Although dril's content is typically absurd or nonsensical, some have noted an undercurrent of satire or social commentary in dril's tweets. Surveying Weird Twitter for Complex, Gallagher commented that dril's "vicious satire of conservatives, gamers, conspiracy theorists, and other less savory aspects of the Internet is always on point, always hilarious, always in character." Fellow Weird Twitter user @rare_basement said dril's "trolling [of] Penn State fans during the molestation scandal was so brilliant, always on the right side of the issue, but super funny and subtle about it." Although dril does not avow an explicit political identity, the account's politics are generally identified as leftist, an alignment common among Weird Twitter users. However, the abstraction and vagueness of dril's tweets have allowed them to be spread and repurposed by people of varying ideologies across the political spectrum. Celebrities, journalists, and former members of both Republican and Democratic presidential administrations follow dril, and even the far-right Breitbart News has quoted dril on its Twitter feed.

Influence

Impact on Internet slang

References to dril's tweets have become part of the vernacular of Internet slang. Some of dril's distinctive phrases have become so ubiquitous that they are used even by those who are unaware of the phrases' origin.[45] Although dril's biggest influence is on Twitter, his tweets are also popular on other social media platforms—for example, meme-aggregating groups on Facebook commonly share his content,[46] and several Tumblr users and trends have referenced and been influenced by dril.[47] [48] [49] There was a Know Your Meme guide to dril in 2014, at a time when KYM pages for individual Twitter users were comparatively rare.

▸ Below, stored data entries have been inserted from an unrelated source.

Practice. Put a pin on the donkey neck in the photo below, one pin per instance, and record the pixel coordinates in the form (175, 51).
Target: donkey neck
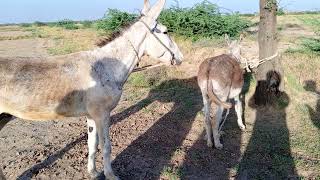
(120, 56)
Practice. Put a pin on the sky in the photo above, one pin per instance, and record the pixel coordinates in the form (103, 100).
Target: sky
(24, 11)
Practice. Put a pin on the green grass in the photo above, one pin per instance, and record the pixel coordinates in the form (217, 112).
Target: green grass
(171, 173)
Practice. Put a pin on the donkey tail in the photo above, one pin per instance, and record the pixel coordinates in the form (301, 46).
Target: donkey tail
(215, 98)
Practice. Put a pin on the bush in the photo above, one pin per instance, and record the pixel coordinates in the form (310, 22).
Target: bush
(202, 20)
(114, 20)
(38, 23)
(25, 25)
(281, 12)
(67, 24)
(86, 24)
(312, 44)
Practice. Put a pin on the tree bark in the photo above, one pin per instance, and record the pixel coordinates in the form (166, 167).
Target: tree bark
(269, 74)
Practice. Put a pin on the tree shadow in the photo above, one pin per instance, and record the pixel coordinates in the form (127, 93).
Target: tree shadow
(50, 159)
(314, 113)
(203, 162)
(268, 154)
(150, 153)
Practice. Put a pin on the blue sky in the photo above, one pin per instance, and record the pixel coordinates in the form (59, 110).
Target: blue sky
(18, 11)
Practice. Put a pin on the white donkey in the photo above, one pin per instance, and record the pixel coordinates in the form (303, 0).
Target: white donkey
(221, 78)
(87, 83)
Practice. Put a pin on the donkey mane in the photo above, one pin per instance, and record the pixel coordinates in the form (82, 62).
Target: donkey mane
(114, 35)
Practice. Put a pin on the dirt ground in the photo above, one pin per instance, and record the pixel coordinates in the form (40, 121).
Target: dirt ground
(156, 135)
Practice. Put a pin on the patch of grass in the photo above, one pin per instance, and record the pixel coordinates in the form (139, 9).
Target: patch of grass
(87, 24)
(39, 24)
(294, 83)
(25, 25)
(2, 38)
(114, 19)
(312, 44)
(138, 80)
(312, 21)
(171, 173)
(62, 47)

A common piece of conventional wisdom on Twitter holds that it is possible to find a dril Tweet that corresponds to virtually any situation or statement,[50] [51] [52] leading to the saying "There's always a dril Tweet."[53] [54] [55] As an example, the dril Tweet below has been widely referenced after a person apologizes for making a dramatically offensive and obviously incorrect statement:[56]

As described by Purdom, finding the dril tweet that matches an event or statement has become an online parlor game, made possible because dril had "rendered a tightly written comedic exaggeration of every daily outrage and conflict from the news cycle in which we find ourselves trapped." Purdom also found that dril's early preoccupations and sensibility had an outsized, "Velvet Underground-like influence on the tenor of the internet to come." By the end of 2017, the staff of Deadspin declared that "comparing everything to @dril" was a trend that "should die" in 2018, asserting that dril himself remained funny but dril comparisons had become an overused, lazy trope, because too many Twitter users were relying on dril references "as a substitute for an actual joke." Until 2021, dril's first tweet, "no", was used by dril as his "pinned tweet", a feature of Twitter that allows one tweet the user considers to be particularly important to be "pinned" out of chronological order at the top of a Twitter feed. Despite, or because of, its lack of context, it has amassed thousands of likes and retweets. According to Will Oremus at Slate, the popularity of the "no" tweet is an example of how "The metadata is the message" on social media, as metrics like retweets provide important context and carry independent meaning, akin to a laugh track on TV.[57] [58]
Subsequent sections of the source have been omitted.